Una scatola di sardine dal contenuto terribile! In lui s’accese una vita non percepibile dall’intelletto; e le lancette delle ore e dei minuti presero a strisciare; e l’irrequieto capello dei secondi, saltellando in cerchio si avviò all’attimo in cui… il contenuto terribile della scatola di sardine avrebbe cominciato a dilatarsi e la scatola sarebbe andata in frantumi…Ispide volute di fumo si sarebbero impetuosamente snodate nell’aria, allungando la coda sopra la Neva.

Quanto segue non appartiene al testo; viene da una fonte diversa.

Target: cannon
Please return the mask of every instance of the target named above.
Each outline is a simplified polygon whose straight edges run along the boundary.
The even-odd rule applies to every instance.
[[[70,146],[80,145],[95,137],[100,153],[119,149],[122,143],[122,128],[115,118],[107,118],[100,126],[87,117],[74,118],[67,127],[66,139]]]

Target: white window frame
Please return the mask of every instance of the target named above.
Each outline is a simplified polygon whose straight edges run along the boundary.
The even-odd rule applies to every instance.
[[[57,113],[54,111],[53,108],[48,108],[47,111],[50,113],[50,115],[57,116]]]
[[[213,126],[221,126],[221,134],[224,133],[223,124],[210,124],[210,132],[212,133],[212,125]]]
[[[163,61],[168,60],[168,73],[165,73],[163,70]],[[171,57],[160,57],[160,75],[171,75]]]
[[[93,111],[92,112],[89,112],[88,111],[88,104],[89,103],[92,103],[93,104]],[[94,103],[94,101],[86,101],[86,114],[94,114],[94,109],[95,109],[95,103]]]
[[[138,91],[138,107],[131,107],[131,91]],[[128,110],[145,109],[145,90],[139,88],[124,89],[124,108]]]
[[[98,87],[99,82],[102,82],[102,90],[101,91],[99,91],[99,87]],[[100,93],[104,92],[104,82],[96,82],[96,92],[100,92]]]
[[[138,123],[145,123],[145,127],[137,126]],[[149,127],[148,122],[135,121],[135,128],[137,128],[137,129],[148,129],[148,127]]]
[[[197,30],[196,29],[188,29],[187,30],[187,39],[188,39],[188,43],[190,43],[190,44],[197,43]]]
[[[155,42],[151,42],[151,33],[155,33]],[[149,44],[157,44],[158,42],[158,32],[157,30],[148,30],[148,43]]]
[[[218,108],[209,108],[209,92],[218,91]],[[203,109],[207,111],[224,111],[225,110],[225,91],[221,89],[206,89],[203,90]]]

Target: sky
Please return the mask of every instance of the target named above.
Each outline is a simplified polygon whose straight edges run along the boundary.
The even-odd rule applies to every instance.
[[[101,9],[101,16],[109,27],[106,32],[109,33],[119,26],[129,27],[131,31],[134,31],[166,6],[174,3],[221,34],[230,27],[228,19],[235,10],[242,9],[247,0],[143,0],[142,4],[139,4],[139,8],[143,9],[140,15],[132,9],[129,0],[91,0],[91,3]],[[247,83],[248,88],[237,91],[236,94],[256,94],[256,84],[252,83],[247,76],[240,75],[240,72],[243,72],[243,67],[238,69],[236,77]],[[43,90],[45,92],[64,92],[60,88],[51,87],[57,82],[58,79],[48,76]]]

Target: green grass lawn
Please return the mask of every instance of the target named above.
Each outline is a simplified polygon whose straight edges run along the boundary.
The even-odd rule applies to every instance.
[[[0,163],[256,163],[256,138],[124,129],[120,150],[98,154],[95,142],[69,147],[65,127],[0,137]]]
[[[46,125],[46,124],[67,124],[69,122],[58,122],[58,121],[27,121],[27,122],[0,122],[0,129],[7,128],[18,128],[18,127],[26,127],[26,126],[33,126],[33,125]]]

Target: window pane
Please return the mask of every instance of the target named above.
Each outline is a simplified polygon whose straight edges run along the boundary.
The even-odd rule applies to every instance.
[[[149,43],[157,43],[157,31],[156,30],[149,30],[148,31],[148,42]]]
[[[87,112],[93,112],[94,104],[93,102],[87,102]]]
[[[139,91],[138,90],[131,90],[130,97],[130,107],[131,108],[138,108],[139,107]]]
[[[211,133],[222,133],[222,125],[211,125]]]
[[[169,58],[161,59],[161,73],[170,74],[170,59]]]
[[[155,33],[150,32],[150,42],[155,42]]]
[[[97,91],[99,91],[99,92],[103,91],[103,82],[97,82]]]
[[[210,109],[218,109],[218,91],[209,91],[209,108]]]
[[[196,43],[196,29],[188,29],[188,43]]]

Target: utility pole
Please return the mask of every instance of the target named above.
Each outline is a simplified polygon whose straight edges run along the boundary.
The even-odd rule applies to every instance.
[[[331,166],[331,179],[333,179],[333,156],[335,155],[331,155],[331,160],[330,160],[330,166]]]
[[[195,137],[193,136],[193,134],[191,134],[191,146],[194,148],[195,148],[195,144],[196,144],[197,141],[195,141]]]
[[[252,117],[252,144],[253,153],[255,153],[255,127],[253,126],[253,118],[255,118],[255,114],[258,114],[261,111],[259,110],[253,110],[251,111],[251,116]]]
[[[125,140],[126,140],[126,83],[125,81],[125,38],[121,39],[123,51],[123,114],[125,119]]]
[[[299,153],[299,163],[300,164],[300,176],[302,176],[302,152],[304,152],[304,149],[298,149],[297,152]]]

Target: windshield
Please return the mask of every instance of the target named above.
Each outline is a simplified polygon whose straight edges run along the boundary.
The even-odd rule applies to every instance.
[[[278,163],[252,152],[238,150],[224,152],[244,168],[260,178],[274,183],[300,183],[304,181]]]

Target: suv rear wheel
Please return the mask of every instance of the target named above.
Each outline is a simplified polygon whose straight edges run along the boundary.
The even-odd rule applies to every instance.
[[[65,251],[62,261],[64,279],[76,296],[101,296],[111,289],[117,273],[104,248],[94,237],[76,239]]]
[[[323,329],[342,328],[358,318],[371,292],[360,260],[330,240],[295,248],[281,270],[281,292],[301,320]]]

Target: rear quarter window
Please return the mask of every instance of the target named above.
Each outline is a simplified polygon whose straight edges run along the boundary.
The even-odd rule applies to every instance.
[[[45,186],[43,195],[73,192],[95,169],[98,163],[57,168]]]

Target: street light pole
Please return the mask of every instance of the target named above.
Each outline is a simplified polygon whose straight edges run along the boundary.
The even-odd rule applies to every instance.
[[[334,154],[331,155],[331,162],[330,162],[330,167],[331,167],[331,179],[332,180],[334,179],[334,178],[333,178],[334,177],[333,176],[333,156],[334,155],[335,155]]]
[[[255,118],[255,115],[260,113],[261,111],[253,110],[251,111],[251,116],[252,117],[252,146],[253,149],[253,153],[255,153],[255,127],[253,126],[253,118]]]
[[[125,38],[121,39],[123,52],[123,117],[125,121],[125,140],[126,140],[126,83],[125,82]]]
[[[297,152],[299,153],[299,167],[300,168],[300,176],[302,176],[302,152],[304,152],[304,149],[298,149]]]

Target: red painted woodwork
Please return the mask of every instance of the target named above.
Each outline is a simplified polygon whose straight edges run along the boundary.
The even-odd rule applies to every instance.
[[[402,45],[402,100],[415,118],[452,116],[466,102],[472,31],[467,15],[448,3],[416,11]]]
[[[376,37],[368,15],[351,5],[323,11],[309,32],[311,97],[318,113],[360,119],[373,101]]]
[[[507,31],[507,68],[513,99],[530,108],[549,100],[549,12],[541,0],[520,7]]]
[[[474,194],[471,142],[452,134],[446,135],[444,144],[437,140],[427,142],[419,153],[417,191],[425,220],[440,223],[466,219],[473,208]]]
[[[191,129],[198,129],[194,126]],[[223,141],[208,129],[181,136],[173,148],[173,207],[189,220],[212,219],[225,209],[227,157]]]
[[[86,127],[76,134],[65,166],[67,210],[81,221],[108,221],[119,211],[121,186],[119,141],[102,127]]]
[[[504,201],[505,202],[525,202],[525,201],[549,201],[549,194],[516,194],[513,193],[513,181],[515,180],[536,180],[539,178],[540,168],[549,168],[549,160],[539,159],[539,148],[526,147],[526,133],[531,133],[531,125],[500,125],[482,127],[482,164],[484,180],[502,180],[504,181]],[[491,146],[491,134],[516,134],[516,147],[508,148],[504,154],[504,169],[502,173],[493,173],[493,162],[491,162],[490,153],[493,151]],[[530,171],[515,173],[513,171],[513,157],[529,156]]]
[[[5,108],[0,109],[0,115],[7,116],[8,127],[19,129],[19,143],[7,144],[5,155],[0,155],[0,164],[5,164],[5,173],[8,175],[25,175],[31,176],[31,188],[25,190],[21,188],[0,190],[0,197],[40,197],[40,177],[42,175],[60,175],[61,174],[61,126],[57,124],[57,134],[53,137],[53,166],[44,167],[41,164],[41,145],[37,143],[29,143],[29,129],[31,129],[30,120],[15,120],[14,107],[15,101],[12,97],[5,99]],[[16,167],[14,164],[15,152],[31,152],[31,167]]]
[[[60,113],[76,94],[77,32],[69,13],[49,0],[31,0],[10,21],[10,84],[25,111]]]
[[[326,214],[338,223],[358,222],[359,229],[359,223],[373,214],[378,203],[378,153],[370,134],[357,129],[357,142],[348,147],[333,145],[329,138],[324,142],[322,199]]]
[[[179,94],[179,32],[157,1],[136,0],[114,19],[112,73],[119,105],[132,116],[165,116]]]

Una bomba, non più grossa di una scatola
di sardine, come punto di fine del vecchio mondo e di inizio di uno nuovo? No,
non proprio. Andrej Belyj è molto più raffinato e utilizza la bomba come una
specie di MacGuffin di Alfred Hitchcock, ovvero un oggetto messo lì
apparentemente per caso, ma che riveste un grande significato: la bomba
rappresenta come, all’inizio del nuovo secolo, solo la razionalità può fare
sopravvivere la civiltà occidentale, che altrimenti sarà destinata a perire
sotto i colpi dell’irrazionalismo che viene là da dove nasce il sole. Perché in
Pietroburgo, non si scontrano solo i padri e i figli, i poveri e i ricchi, le
prospettive e le casupole, ma anche il cerchio razionale e quello irrazionale,
il bianco e il nero. Belyj propende per la coté geometrico-razionale, anche se a
volte pare dubbioso.
Il ballo in maschera, letimotiv
caro ai simbolisti di qualche tempo prima, qui ritorna in una nuova veste, più
macabra se si vuole, in cui il protagonista, vestito da “domino rosso”, tormenta le coscienze dei benpensanti e auto-tormenta
la propria: il domino rosso, rosso come il sangue, rosso come le bandiere delle
proteste, rosso come il sole rosso che fra poco si scontrerà con il sole
giallo, è il simbolo, neppure troppo velato, del tempo crudele e burrascoso che
fu quel 1905.
Lo scrittore perciò impasta qui “metodi&miasmi”, una condotta razionale con una scenografia di
cartone da film espressionista tedesco: la nebbia della città partorisce i
mostri. D’altronde nulla è certo laddove i fantasmi si confondono con le persone, niente è sicuro
nelle strette vie che s’aprono d’improvviso sulle chilometriche prospettive,
nessuno è salvo e nessuno è assolto nella Pietroburgo in cui danza questo “poema d’ombre”.